Hundred shades of ego – brighter anyway
“How do you know that your ego is not getting ahead of you?” – my friend asked me recently. Good question. I thought about it and realized that I examine my ego quite frequently, on everyday basis. I am just not calling it ego anymore, and it does not necessarily have a shameful and regretful connotation.
When we were children, we were taught what was good and what was bad, and there was not much in between on this scale of black and white. If we keep judging ourselves and others with this primitive binary scale of zeros and ones, likes and dislikes, love and hatred, saint and evil, we’ll end up in a living hell. None of the important life questions can be resolved by applying the same answer to all people and situations. Same with the ego – it’s not all good or bad, there is much more to be learned about our egos.
The ego does not only show up when we do something terrible. We could be sensing it even if we just think something judgmental or express ourselves in a non-optimal manner. That’s not a peaceful existence, but is there a solution? Yes, there is.
In ZEN method for executive leaders training I took recently, it became so clear why the usual ways of dealing with negative feedback of ego do not work. Our teacher Johwa Choi explained why the type of meditation majority of people are practicing these days may be good for stress relief and relaxation, but not for someone seeking answers to who they truly are, someone seeking for authentic change beyond the physical and energy phenomena.

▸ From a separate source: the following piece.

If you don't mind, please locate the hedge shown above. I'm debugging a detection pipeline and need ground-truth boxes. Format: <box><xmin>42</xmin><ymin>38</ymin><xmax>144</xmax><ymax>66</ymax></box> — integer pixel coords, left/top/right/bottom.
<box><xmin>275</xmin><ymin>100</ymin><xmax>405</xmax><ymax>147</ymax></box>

I won’t do justice to what we learned over two days of this one-of-a-kind intensive weekend training in this short blog, but I will say this. If we perceive our ego as enemy, we don’t get to know it well enough, and we can never become whole. It isn’t an option to live ego-less unless we die or become saints. Then our teacher advises us getting to know who we are intimately, including ego’s clever mechanisms of self-preservation. One of the fastest ways to see and experience this intricate relationship between thoughts, emotions, consciousness, the ego and the truest self is via a powerful method called ZEN method – Zero Enhanced Nothingness. I wish Gilbert Chesterton knew of this method when he wrote: “One may understand the cosmos, but never the ego; the self is more distant than any star.”
Through meditation one can and should develop a better sense of who he or she is. Gradually the screen lightens up with a wider spectrum of colors – different hues and shades of ego and truest self are coming to life. These colors may be dark and depressing at times, but switching to a brighter scale becomes easier and faster with practice. To me this is where true freedom can be found – a place of brilliant brightness with the ego playing under its embracing rays.